Good policy requires good information. As the EPA prepares amendments to its 2010 greenhouse gas regulations (Tailoring Rule) to address biomass carbon emissions, it is important that the agency’s analysis be informed by current information reflecting how the biomass energy world has changed since 2010. Today NAFO published a new report explaining the impact of bioenergy development on sustainable forestry in the U.S.
What prompted the report? Raised eyebrows when we reviewed the projected impacts of biomass energy development on forest resources in the U.S. Forest Service’s 2010 Resources Planning Act Assessment (RPA) released earlier this year. The RPA is a snapshot of forest conditions and trends in the U.S. However, the outlook in the RPA is heavily influenced by when the snapshot is taken. In this case biomass energy projections were based on an outlook in 2010 that was far different than today.
The RPA appropriately reports that high land values for development and other competing uses are reducing forestland in some areas of the country thereby reducing carbon storage in private forests. However, the RPA also bases a portion of the loss of carbon storage in private forests on an unrealistic projected increase in demand for wood bioenergy that is many times higher than even the most optimistic projections in 2013.
To remedy this we called upon market experts to work with the Forest Service to review the RPA projections and provide an updated outlook based on market conditions in 2013. The result? Today’s projections reveal the vast majority of wood use by 2023 will still be for traditional forest products such as lumber, paper, composites and other products while domestic and offshore forest bioenergy will account for somewhere between 4 and 9 percent of overall wood use in the U.S.

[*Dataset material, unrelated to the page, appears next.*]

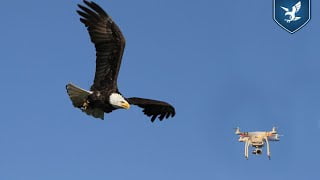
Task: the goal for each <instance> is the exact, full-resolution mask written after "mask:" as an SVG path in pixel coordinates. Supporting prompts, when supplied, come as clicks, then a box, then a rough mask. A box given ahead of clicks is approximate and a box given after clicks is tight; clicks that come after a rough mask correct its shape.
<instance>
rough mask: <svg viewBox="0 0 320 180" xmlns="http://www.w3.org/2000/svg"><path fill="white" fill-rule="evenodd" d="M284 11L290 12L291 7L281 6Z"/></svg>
mask: <svg viewBox="0 0 320 180" xmlns="http://www.w3.org/2000/svg"><path fill="white" fill-rule="evenodd" d="M280 7H281V8H282V9H283V10H284V11H286V12H288V11H289V9H288V8H285V7H282V6H280Z"/></svg>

The experts found no viable scenario generating wood demand levels at the regional or national level reducing net forest growth. In other words, our private forests are more than capable of continuing the triple bottom line of supporting existing and emerging markets while continuing to store net carbon through sustainable forest management. In fact, international experts predict that new markets like bioenergy will promote rather than discourage more forest growth and result in more rather than less net carbon in our forests over the long term.
The refreshed information published today should help EPA craft amendments to the Tailoring Rule based on accurate market data. The data show what they always show – that markets support private working forests and the considerable carbon benefits they provide. EPA would be wise to apply this premise in the weeks ahead.